Izzadeen has praised the 7/7 London bombers and even heckled John Reid, then Home Secretary, when he addressed a Muslim gathering in 2006. Mr Qadir said: "Ahmed Ali and Omar Brooks were members of the gym at the same time. It is possible they exchanged views."

I read this article and it makes sense that by coming under the influence of Izzadeen could certainly mold a young man's mind into one of a killer but what I just don't get is this - how does a 14 yr old boy get to the point where he is "already praising the Taliban and calling for sharia to be introduced alongside British laws" ???? I mean, think about yourself as a 14 year old - would your mind be centered on such things? What happened to this guy's childhood overall?

What this article also points out is the fact that the islamists have always been able to feed off the mosques as prime recruiting ground. They play off these young boys' reverence for their "god" and then are able to divert those young minds into the the periperal ideas of jihad - the violence, the revenge, the world domination. And the most frightening thing about this whole scenario laid out here at The Telegraph is how easy it all seemed to turn this kid and how many more thousands are being turned as I type these words.
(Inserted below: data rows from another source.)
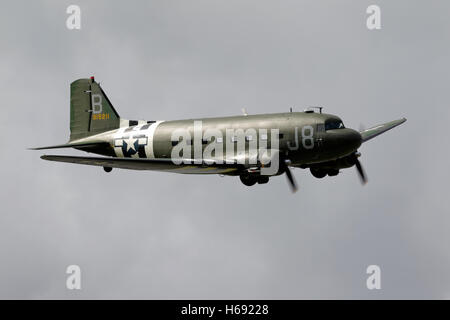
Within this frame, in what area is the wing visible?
[41,155,246,175]
[360,118,406,142]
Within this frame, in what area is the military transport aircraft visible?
[33,77,406,191]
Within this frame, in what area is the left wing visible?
[41,155,246,174]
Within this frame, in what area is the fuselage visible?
[74,112,361,170]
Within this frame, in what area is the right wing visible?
[41,155,241,174]
[360,118,406,142]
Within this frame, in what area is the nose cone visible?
[342,129,362,151]
[325,128,362,157]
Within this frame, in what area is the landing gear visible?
[239,174,257,187]
[328,169,339,177]
[239,174,269,187]
[258,176,269,184]
[309,168,327,179]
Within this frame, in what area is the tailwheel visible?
[328,169,339,177]
[258,176,269,184]
[239,174,257,187]
[309,168,327,179]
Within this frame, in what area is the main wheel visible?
[328,169,339,177]
[258,176,269,184]
[239,174,256,187]
[309,168,327,179]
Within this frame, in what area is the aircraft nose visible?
[325,128,362,156]
[342,129,362,150]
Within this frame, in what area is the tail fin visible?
[70,77,120,141]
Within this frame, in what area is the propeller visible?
[282,160,298,193]
[353,152,367,185]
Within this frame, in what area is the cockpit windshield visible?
[325,119,345,130]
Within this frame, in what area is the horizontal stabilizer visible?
[29,142,109,150]
[360,118,406,142]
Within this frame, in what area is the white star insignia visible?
[123,137,137,152]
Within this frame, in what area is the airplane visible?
[31,77,406,192]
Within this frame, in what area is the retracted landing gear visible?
[239,174,269,187]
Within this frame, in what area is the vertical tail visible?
[70,77,120,141]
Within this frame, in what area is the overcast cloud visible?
[0,0,450,299]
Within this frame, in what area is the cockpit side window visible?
[325,119,345,130]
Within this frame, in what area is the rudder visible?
[70,77,120,141]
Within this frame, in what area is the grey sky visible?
[0,0,450,299]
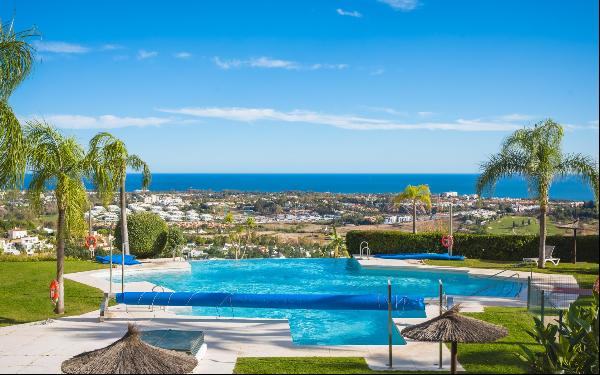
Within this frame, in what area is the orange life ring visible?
[85,236,97,247]
[442,235,454,249]
[50,280,59,305]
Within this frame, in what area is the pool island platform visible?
[0,258,577,374]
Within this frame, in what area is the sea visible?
[25,173,594,201]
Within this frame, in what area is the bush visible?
[346,230,599,263]
[115,212,168,258]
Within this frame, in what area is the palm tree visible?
[246,216,256,243]
[24,121,88,314]
[477,119,598,268]
[87,132,152,255]
[394,185,431,233]
[0,23,36,188]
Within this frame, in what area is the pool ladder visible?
[359,241,371,259]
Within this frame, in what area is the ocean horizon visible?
[25,173,594,201]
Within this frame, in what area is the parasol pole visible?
[388,279,393,368]
[438,279,444,368]
[448,202,454,255]
[450,341,458,374]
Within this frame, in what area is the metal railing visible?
[359,241,371,259]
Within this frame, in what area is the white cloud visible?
[174,51,192,59]
[33,41,90,54]
[248,57,298,69]
[213,56,349,70]
[100,43,125,51]
[499,113,536,121]
[29,114,172,129]
[159,107,520,132]
[137,49,158,60]
[335,8,362,18]
[378,0,419,12]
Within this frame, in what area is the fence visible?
[527,274,591,321]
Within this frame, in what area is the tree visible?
[115,212,169,258]
[328,225,346,258]
[163,225,185,258]
[24,121,87,314]
[87,132,152,255]
[477,119,598,268]
[394,185,431,233]
[246,216,256,243]
[0,23,37,188]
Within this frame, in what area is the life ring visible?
[85,236,97,247]
[50,280,59,305]
[442,234,454,249]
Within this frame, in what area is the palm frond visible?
[127,155,152,189]
[0,100,27,188]
[476,149,528,196]
[557,154,599,206]
[0,24,38,102]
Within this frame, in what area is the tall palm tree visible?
[394,185,431,233]
[246,216,256,243]
[87,132,152,255]
[328,225,346,258]
[24,121,88,314]
[477,119,598,268]
[0,23,36,188]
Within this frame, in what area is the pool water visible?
[125,258,520,345]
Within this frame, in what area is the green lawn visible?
[425,259,598,289]
[234,307,539,374]
[0,260,106,326]
[484,216,565,235]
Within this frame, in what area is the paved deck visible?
[0,258,576,374]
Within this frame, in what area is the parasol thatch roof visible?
[62,324,198,374]
[402,305,508,343]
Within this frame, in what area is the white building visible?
[441,191,458,198]
[8,228,27,241]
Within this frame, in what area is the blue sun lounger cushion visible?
[96,254,141,266]
[373,253,465,260]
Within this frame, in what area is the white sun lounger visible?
[523,246,560,266]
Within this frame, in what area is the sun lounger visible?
[96,254,141,266]
[523,246,560,266]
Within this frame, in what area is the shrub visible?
[115,212,168,258]
[346,231,599,263]
[161,226,185,258]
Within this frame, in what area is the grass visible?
[485,216,565,235]
[0,260,106,327]
[234,307,540,374]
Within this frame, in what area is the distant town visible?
[0,191,598,258]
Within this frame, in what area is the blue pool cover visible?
[96,254,140,266]
[373,253,465,260]
[116,292,425,311]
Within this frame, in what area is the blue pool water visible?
[126,259,520,345]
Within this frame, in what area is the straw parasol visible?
[402,305,508,374]
[62,324,198,374]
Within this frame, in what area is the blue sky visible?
[0,0,599,173]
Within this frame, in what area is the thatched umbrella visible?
[402,305,508,374]
[61,324,198,374]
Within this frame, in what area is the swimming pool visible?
[120,259,520,345]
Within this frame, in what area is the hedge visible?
[346,230,599,263]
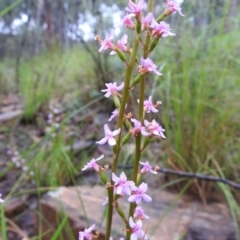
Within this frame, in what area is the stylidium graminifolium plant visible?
[79,0,184,240]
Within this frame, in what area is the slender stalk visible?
[126,0,153,240]
[105,30,139,239]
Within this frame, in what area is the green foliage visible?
[19,49,94,119]
[155,7,240,197]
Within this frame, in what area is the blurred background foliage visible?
[0,0,240,198]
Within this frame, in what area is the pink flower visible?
[108,109,119,122]
[166,0,185,17]
[151,19,176,37]
[82,155,104,172]
[140,161,157,174]
[98,35,115,52]
[109,237,124,240]
[133,206,149,220]
[114,13,135,29]
[78,224,95,240]
[142,12,153,29]
[101,82,124,98]
[96,124,121,146]
[129,217,147,240]
[102,197,108,206]
[128,182,152,205]
[0,193,4,203]
[126,0,146,17]
[112,172,135,196]
[144,119,166,138]
[138,96,161,113]
[139,57,162,76]
[131,118,151,136]
[110,34,128,55]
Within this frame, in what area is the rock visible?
[4,198,26,217]
[40,186,234,240]
[0,109,23,122]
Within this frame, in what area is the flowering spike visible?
[129,217,147,240]
[133,206,149,220]
[82,155,104,172]
[144,119,166,138]
[78,224,95,240]
[108,109,119,122]
[128,182,152,205]
[138,96,161,113]
[126,0,146,17]
[130,118,151,136]
[140,161,157,174]
[101,82,124,98]
[141,12,153,29]
[112,172,135,196]
[152,19,176,38]
[95,34,115,52]
[138,57,162,76]
[166,0,185,17]
[96,124,121,146]
[114,13,135,29]
[0,193,4,203]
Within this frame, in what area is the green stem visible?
[105,27,139,239]
[126,0,153,240]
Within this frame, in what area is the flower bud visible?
[121,133,131,145]
[141,136,152,151]
[136,19,142,34]
[116,49,127,63]
[113,95,121,108]
[116,206,126,220]
[98,171,107,184]
[149,38,159,52]
[131,73,144,88]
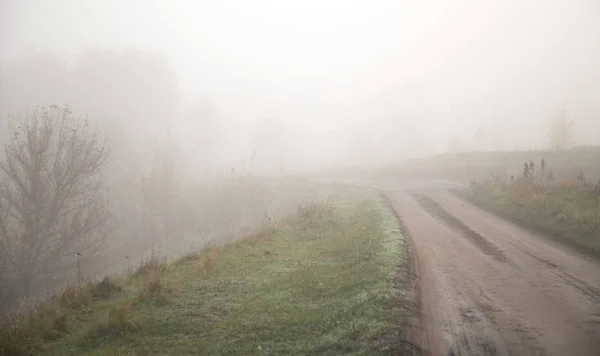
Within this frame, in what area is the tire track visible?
[411,193,509,262]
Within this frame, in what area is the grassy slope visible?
[460,183,600,257]
[329,146,600,182]
[0,191,407,355]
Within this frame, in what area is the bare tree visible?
[0,106,110,297]
[142,133,179,252]
[549,110,575,150]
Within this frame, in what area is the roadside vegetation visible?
[460,158,600,257]
[0,188,412,356]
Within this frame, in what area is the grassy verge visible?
[0,191,408,355]
[459,178,600,257]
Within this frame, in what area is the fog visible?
[0,0,600,169]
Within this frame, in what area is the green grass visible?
[0,191,409,355]
[460,180,600,257]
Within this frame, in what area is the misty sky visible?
[0,0,600,166]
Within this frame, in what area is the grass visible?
[336,146,600,182]
[0,190,410,356]
[460,171,600,257]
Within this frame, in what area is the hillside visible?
[324,146,600,182]
[0,189,410,356]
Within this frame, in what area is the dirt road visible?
[387,190,600,356]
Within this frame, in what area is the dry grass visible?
[460,163,600,257]
[0,194,412,356]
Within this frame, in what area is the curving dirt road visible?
[387,190,600,356]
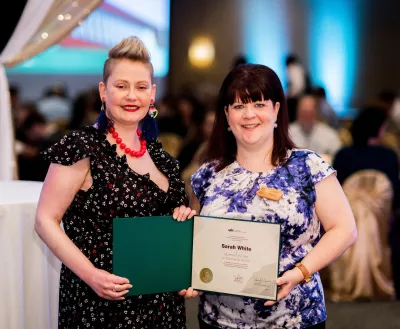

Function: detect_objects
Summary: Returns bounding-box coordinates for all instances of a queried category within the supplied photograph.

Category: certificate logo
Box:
[233,274,243,283]
[200,268,213,283]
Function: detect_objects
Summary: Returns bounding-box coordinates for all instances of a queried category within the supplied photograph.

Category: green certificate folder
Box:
[113,216,193,296]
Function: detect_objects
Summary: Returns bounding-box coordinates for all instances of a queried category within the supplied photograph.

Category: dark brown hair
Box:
[103,36,154,83]
[201,64,294,171]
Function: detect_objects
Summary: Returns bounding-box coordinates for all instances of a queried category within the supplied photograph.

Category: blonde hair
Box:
[103,36,154,83]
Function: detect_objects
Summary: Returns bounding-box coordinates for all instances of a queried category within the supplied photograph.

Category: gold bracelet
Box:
[295,263,311,283]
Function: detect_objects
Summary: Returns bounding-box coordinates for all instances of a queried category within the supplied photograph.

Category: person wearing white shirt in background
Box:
[289,95,342,160]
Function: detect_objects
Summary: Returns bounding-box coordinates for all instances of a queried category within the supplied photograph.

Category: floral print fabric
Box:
[191,149,335,329]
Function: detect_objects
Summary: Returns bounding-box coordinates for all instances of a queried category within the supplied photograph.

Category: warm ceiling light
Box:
[189,37,215,68]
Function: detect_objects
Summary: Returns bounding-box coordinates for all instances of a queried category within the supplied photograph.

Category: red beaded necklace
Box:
[108,127,146,158]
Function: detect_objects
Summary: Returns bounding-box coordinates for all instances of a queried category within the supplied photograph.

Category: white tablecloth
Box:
[0,181,61,329]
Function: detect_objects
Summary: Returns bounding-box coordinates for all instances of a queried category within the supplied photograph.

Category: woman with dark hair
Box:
[180,64,357,329]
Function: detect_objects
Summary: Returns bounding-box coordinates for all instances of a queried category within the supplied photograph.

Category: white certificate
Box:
[192,216,281,300]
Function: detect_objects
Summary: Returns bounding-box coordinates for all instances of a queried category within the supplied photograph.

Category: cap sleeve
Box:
[190,161,217,204]
[42,130,94,166]
[306,152,336,185]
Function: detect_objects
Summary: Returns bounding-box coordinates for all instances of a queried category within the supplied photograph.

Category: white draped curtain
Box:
[0,0,103,180]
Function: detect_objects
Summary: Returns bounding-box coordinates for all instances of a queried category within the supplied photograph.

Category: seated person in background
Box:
[289,95,342,158]
[333,107,400,299]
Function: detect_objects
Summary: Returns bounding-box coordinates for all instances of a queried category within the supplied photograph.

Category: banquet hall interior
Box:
[0,0,400,329]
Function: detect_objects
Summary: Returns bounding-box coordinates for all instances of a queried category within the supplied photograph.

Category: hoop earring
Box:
[149,104,158,119]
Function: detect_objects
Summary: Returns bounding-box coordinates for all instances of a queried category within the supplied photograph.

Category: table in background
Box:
[0,181,61,329]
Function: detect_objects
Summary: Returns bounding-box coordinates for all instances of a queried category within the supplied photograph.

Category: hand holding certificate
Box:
[192,216,280,300]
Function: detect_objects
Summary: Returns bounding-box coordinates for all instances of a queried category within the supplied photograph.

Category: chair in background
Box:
[329,170,394,301]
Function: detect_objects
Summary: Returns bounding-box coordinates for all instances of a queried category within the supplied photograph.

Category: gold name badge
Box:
[257,186,283,201]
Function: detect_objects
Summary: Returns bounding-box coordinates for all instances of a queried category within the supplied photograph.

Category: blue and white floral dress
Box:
[191,149,335,329]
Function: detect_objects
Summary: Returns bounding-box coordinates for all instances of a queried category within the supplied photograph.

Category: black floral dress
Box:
[43,126,187,329]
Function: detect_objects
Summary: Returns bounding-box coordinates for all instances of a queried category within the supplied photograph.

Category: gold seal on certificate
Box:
[192,216,281,300]
[200,268,212,283]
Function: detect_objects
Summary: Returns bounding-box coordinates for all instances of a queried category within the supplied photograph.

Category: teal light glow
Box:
[242,0,289,86]
[308,0,362,116]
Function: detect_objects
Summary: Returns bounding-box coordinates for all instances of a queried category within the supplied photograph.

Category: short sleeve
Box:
[41,130,94,166]
[306,152,336,185]
[190,162,216,204]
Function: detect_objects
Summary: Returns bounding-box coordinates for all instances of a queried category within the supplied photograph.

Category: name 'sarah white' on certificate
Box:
[192,216,281,300]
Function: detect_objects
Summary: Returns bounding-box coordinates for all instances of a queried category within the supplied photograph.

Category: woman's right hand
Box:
[86,269,132,300]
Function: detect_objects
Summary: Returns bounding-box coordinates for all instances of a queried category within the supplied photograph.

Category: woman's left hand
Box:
[172,205,196,222]
[264,267,304,306]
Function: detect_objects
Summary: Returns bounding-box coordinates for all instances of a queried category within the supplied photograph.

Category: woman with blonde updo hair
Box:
[35,37,194,329]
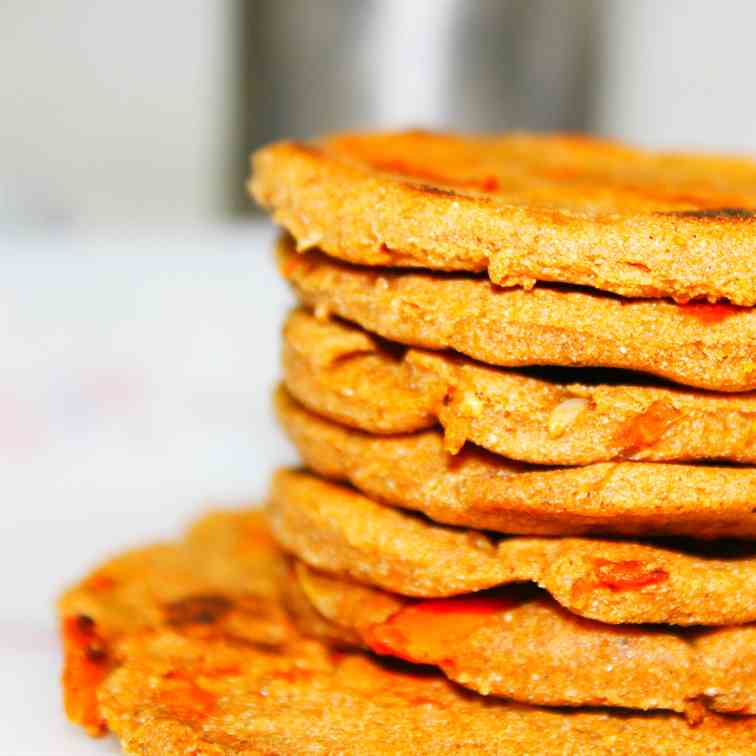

Abdulla Ahmed Ali: A terrorist in the making at the age of 14

With his striped school tie and crisp white shirt he looks like a typical schoolboy. But 12 years after these photographs were taken, Abdulla Ahmed Ali was convicted of plotting to kill thousands of people in terrorist attacks.
Until now, little has been known about the making of Ali the terrorist. But The Sunday Telegraph has pieced together how the 27-year-old, described as the leader of the liquid bomb plot, "hero-worshipped" the Taliban as a teenager and went on to turn against his British homeland despite having taken advantage of the higher education system, state benefits and council housing. According to Imtiaz Qadir, 51, a friend of the family, Ali, while growing up in the 1980s, encountered people who visited Afghanistan at a time when the Islamic Mujahideen (holy warriors) – backed by the United States – were fighting against Russian occupying forces. The war led ultimately to the Taliban regime.
The meetings appear to have had an impact on the young Ali. His religious education teacher at school, Mark Hough, who taught Ali at Aveling Park secondary school in Walthamstow, east London, said: "He thought the Taliban had created a model society in Afghanistan."
By the time the photographs were taken, Ali, who was then 14 or 15, was already praising the Taliban and calling for sharia to be introduced alongside British laws, according to Mr Hough, 53. While he described Ali as "an ordinary lad, a good athlete and basketball player", the teacher said the youth had come under the influence of "slightly older college-age students" outside school and had begun watching videos about the Taliban and about how Muslims were being treated in Bosnia and Chechnya. "He was always trying to persuade other people that Islam was the path to follow," said Mr Hough.
At the time – before home-grown terrorists had attacked British people – the teacher was not concerned about the change in his pupil, and assumed that he would grow out of his views.
However, Ali was already visiting a mosque two or three times a week and attending religious meetings at a house in the Higham Hill area on Fridays. "I was shocked when he was arrested," he said. "When I saw that he said on his martyrdom video that he'd wanted to do this since he was 15, I did remember how he had looked up to the Taliban."
Mr Qadir, who runs a gym and youth club in east London that are part of the Active Change Foundation, set up in 2004 to stop young Muslims becoming radicalised, claimed that Ali's parents and the rest of his family would be shocked by what their son had done, and would never condone any attack on innocent civilians. The foundation's goal is to counter radicalisation by inviting extremists to debate with moderates.
Ali is also believed to have made links with the"preacher of hate" Abu Izzadeen, 32, who is serving a jail term for inciting terrorism. The two were members of Mr Qadir's gym at the same time.
Izzadeen has praised the 7/7 London bombers and even heckled John Reid, then Home Secretary, when he addressed a Muslim gathering in 2006. Mr Qadir said: "Ahmed Ali and Omar Brooks were members of the gym at the same time. It is possible they exchanged views."
He said he could not rule out the possibility that Izzadeen had influenced Ali's drift towards violence.
Mr Qadir said he had "no inkling" that Ali had been radicalised. "He slipped under the radar. I feel I let him down," he said.